Часть 9 из 25 В начало
Для доступа к библиотеке пройдите авторизацию
— С удовольствием, — я легко оторвалась от косяка и подошла к нему. Мои руки выскользнули из плаща, заставляя чёрную ткань открыть вид на моё платье.
— Вы выглядите ещё шикарнее, чем в нашу первую встречу, моя дорогая, — Сависсо ещё раз оглядел меня, пока мои пальцы ловко работали с его странным жёлтым галстуком.
— Прошу меня простить, Одо, — кокетливо начала я. — В тот раз Вы сбили меня с толку, и я совсем забыла представиться. Варрия Альгар'Дан, наследная баронесса Альгар'Дана, что на юге Беахогга.
— Как? — его моё заявление, кажется, обескуражило.

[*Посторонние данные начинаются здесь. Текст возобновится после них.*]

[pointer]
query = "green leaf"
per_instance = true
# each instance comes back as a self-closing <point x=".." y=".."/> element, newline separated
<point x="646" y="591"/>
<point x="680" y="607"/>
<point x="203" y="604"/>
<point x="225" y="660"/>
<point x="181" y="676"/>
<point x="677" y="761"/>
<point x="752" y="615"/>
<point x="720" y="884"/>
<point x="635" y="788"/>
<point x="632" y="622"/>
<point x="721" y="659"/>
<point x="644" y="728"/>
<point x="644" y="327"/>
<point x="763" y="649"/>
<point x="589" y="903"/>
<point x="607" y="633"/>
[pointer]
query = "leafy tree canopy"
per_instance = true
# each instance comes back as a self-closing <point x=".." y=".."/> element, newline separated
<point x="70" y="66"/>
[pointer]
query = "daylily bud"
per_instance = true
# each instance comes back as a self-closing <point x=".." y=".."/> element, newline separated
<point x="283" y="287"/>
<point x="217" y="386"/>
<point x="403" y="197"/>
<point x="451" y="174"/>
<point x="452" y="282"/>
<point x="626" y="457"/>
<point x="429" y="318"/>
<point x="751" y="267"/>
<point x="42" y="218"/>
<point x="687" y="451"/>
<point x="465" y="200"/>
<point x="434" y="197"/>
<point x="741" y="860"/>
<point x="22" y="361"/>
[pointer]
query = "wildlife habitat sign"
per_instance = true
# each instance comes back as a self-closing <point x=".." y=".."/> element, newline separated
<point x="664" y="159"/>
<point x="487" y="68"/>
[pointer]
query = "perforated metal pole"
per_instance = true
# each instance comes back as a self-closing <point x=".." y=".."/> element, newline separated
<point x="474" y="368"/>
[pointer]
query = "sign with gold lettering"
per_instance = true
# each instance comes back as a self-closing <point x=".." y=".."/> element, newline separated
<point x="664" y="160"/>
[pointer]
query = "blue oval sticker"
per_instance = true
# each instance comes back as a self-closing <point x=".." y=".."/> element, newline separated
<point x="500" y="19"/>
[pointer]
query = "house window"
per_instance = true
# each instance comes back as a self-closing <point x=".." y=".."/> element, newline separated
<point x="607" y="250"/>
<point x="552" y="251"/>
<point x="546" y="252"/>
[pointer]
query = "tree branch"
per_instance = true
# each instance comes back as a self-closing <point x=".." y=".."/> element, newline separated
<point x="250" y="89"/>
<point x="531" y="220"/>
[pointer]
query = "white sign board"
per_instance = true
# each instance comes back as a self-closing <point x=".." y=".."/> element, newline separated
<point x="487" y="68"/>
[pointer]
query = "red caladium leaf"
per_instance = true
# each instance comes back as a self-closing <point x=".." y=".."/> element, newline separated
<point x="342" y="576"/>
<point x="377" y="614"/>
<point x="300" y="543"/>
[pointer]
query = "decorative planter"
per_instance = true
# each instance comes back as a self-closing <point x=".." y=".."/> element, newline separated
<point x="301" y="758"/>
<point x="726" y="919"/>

— В Даинвере я недавно. Учусь тут, понимаете ли, банкирскому делу. Но в один момент меня потянуло на веселье, а в частности — на аукцион. Говорят, у моего дяди в жизни были две страсти — деньги и аукционы. Это, видимо, мне от него и передалось, — начала пояснять я. — Заходила я к Вам, чтобы попробовать узнать о том, что из произведений искусства вообще будет на аукционе. Но уж никак не ожидала, что Вы напишете мой портрет… Теперь попасть на аукцион — дело чести для меня. Очень уж хочется узнать, кому достанется картина. Может, я и сама поборюсь за неё.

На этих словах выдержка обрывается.